“Le Ciel attendra” Un film choc sur la radicalisation des jeunes

Près de 9.300 personnes sont recensées en France pour "radicalisation violente"


Mehdi Ouassat
Samedi 27 Août 2016

Le long métrage, présenté jeudi au Festival
du film francophone d'Angoulême, est une
œuvre coup de poing sur des jeunes filles
décidées à rejoindre le groupe Etat islamique.

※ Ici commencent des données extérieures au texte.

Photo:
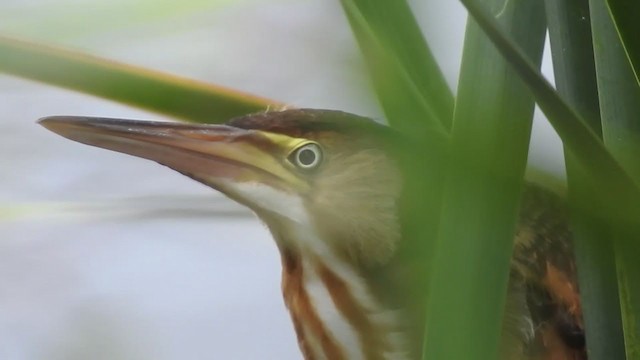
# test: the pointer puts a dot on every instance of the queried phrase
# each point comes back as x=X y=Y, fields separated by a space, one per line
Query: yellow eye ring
x=307 y=156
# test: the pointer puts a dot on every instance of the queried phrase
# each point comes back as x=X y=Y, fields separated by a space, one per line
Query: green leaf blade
x=620 y=112
x=410 y=86
x=491 y=130
x=162 y=93
x=575 y=78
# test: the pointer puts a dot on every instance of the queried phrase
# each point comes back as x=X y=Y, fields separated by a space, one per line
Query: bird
x=329 y=186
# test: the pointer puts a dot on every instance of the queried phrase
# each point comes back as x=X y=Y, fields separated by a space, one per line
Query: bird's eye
x=307 y=157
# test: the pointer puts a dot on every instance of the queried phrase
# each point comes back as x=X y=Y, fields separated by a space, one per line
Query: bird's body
x=328 y=186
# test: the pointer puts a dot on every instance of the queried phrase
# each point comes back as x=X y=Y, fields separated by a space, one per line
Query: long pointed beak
x=208 y=153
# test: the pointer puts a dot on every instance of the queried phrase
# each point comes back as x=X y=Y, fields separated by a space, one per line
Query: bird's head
x=333 y=172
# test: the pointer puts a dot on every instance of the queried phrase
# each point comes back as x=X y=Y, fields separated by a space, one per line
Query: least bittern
x=328 y=185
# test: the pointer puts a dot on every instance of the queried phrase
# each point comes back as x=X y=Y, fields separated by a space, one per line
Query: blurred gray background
x=104 y=256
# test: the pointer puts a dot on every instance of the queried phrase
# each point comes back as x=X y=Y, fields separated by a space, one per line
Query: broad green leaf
x=407 y=80
x=574 y=70
x=162 y=93
x=620 y=112
x=578 y=138
x=625 y=14
x=490 y=137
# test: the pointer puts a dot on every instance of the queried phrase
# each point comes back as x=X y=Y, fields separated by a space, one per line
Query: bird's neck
x=334 y=310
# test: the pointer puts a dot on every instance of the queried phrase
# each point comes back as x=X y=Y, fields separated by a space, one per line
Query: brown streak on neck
x=302 y=312
x=372 y=345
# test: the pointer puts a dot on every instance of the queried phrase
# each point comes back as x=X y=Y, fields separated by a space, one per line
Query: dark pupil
x=306 y=157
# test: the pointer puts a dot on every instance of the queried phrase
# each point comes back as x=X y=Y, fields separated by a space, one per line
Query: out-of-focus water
x=105 y=256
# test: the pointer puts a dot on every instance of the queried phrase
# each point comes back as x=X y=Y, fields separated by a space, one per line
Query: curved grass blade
x=575 y=78
x=410 y=86
x=578 y=138
x=620 y=112
x=625 y=14
x=490 y=137
x=150 y=90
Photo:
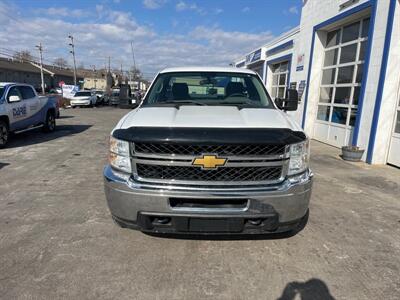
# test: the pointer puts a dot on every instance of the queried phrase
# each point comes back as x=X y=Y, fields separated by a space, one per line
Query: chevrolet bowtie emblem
x=209 y=162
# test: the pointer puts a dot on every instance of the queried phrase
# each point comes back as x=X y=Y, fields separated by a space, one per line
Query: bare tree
x=23 y=55
x=60 y=62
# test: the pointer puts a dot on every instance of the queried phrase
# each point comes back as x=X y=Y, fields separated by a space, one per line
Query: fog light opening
x=255 y=222
x=161 y=220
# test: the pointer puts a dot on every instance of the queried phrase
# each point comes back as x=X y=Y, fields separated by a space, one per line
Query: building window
x=280 y=74
x=342 y=73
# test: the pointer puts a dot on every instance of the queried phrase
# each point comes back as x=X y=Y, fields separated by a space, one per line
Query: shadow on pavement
x=36 y=136
x=2 y=165
x=309 y=290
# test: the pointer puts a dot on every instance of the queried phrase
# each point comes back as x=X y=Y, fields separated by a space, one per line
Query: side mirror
x=291 y=101
x=14 y=98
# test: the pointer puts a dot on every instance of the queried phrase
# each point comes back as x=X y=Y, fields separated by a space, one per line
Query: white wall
x=390 y=92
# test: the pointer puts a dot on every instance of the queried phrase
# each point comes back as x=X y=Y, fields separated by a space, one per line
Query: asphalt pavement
x=57 y=239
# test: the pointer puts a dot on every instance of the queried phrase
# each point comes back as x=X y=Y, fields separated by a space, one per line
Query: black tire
x=50 y=122
x=4 y=134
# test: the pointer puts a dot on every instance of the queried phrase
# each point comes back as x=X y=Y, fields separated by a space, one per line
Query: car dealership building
x=344 y=59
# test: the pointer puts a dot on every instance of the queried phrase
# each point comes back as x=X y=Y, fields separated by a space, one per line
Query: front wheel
x=4 y=134
x=50 y=123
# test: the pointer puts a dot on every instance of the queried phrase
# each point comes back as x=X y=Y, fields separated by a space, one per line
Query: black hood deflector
x=210 y=136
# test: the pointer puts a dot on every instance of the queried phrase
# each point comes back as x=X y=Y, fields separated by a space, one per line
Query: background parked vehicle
x=21 y=109
x=126 y=97
x=100 y=97
x=83 y=98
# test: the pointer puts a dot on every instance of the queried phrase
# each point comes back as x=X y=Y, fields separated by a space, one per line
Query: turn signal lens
x=299 y=157
x=119 y=155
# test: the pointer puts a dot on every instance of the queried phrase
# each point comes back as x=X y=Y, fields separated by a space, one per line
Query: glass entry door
x=342 y=71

Ce film de la Française Marie-Castille Mention-Schaar, projeté en avant-première à Angoulême avant d'être présenté au Festival international de Toronto (8-18 septembre), raconte le parcours de Sonia (Noémie Merlant), 17 ans, et Mélanie (Naomi Amarger), 16 ans. L'une s'apprête à participer à un attentat après avoir échoué à partir en Syrie, tandis que l'autre tombe amoureuse d'un prince charmant rencontré sur les réseaux sociaux, qui va l'embrigader. Tombant des nues, leurs mères, interprétées par Sandrine Bonnaire et Clotilde Courau, vont tenter d'agir.
Fiction nourrie par un gros travail d'enquête, le film, attendu en salles en octobre prochain, est né d'un questionnement de la cinéaste: "Comment aujourd'hui une adolescente peut passer d'une vie normale à un moment où elle est prête à tout quitter pour partir en Syrie?", a-t-elle confié à l'AFP. "Je ne voulais pas aborder ce sujet en restant à la périphérie. Je voulais pouvoir rencontrer des filles qui racontent ça avec leurs mots, leurs sensations, leur vécu", ajoute la cinéaste, qui avait signé en 2014 "Les Héritiers", sur une classe en difficulté qui passe un concours d'Histoire.
Pour "Le Ciel attendra", elle a rencontré Dounia Bouzar, directrice du Centre français de prévention contre les dérives sectaires liées à l'islam (CPDSI), qui dit avoir déradicalisé quelque 1.000 jeunes. Elle l'a suivie pendant trois mois, rencontrant avec elle une trentaine d'adolescents. "Plus je rentrais dans le sujet, et plus je trouvais qu'il y avait une urgence. A un moment donné, je me suis dit «il faut que je fasse ce film, c'est maintenant qu'il faut en parler»", dit-elle.
Si "Les Cowboys" de Thomas Bidegain et "La Route d'Istanbul" de Rachid Bouchareb se sont intéressés dernièrement au jihad, ils l'ont fait du point de vue de parents dont les enfants sont partis en Syrie. Marie-Castille Mention-Schaar dit elle avoir voulu se concentrer sur les jeunes, pour que "le spectateur ressente le plus possible comment ça pouvait se passer". "Ce qui m'intéressait, c'est l'adolescence, ces espèces de sables mouvants où une mauvaise rencontre peut vous faire mal tourner. Mais là, il y a un réseau qui est tellement fort en face que c'est comme un vampire qui ne vous lâche plus", souligne-t-elle. Le parcours de ces jeunes filles de milieux différents --l'une a un père d'origine musulmane, l'autre non--, est minutieusement retracé, de leur embrigadement aux tentatives menées pour les déradicaliser.
Sonia Bouzar joue dans le film son propre rôle, animant des groupes de parole et des séances avec des jeunes. "Le Ciel attendra" cueille le spectateur par la force de son sujet, tandis que la construction du film entretient le suspense, donnant parfois à l'ensemble des allures de thriller. Avec ce film, dont le tournage a commencé deux jours après les attentats du 13 novembre à Paris (130 morts), la cinéaste espère que les spectateurs puissent "mieux comprendre" la radicalisation jihadiste.
Car "plus on comprend, plus on est armé pour réagir", dit-elle. Selon des chiffres officiels publiés en mai, près de 9.300 personnes sont recensées en France pour "radicalisation violente", dont 30% de femmes et 20% de mineurs.